Uma vez que a propriedade privada desapareça... E numa comuna não vai haver propriedade privada, tudo pertencerá a todos. Naturalmente o roubo vai desaparecer. Você não rouba água para acumular, você não rouba ar. Uma comuna deve criar tudo em tal abundância, que até mesmo a pessoa retardada não possa pensar em acumular. Qual é o propósito? Tudo está sempre disponível, fresco.

O dinheiro deve desaparecer da sociedade. Uma comuna não necessita de dinheiro. Suas necessidades deveriam ser satisfeitas pela comuna.
Todos devem produzir e todos devem tornar a comuna mais rica, mais afluente - aceitando o fato de que algumas pessoas serão preguiçosas. Mas não há prejuízo nisto.

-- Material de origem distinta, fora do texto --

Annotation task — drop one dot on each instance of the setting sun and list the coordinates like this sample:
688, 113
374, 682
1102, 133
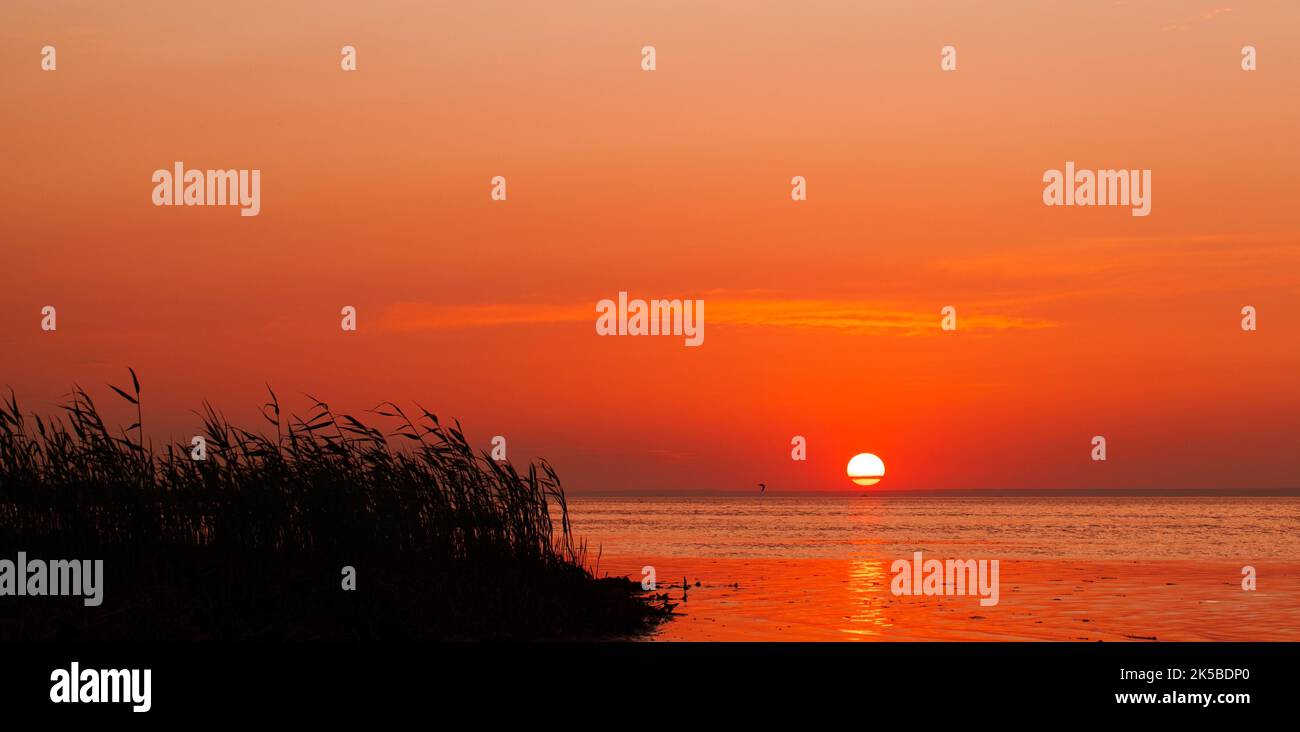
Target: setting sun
866, 468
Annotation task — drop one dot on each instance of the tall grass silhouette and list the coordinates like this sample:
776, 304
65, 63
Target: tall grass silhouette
250, 542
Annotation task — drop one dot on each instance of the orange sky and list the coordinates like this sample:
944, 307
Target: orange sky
822, 317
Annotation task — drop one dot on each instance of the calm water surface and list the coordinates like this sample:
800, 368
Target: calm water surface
1008, 528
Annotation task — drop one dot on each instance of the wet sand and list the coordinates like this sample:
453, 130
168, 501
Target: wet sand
1086, 601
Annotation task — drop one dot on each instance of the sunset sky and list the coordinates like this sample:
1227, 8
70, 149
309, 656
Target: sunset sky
822, 316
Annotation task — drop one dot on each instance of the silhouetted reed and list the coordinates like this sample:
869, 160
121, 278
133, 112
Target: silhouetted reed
250, 541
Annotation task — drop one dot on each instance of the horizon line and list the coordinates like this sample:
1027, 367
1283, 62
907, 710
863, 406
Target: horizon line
957, 493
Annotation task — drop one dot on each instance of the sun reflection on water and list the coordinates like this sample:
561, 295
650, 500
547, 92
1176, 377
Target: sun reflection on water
867, 587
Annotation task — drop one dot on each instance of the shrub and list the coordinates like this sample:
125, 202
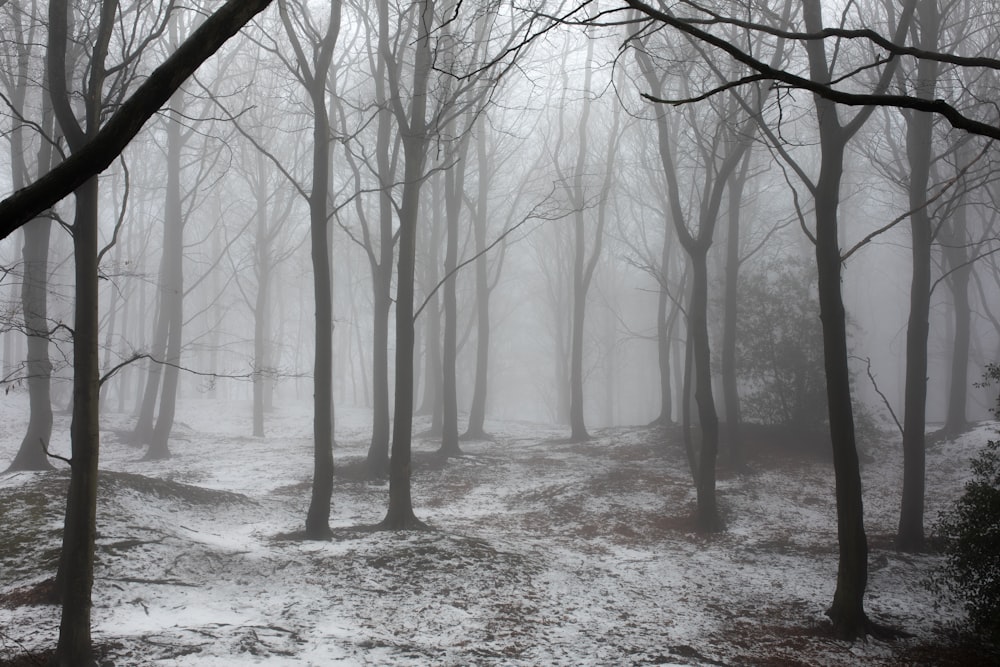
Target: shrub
971, 531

Em cada família você encontrará alguém que é preguiçoso. Alguém é um poeta, alguém é um pintor, alguém simplesmente persiste em tocar sua flauta - mas você ama a pessoa. Uma certa percentagem de pessoas preguiçosas será respeitosamente permitida. Na verdade, uma comuna que não tenha pessoas preguiçosas será um pouco menos rica do que outras comunas, que têm alguns preguiçosos que não fazem nada a não ser meditar, que não fazem nada a não ser tocar seus violões, enquanto os outros estão trabalhando nos campos. Uma visão um pouco mais humana é necessária; e essas pessoas não são inúteis. Elas podem parecer improdutivas pois não produzem bens, mas estão produzindo uma certa atmosfera alegre, jovial. A contribuição delas é importante e significativa.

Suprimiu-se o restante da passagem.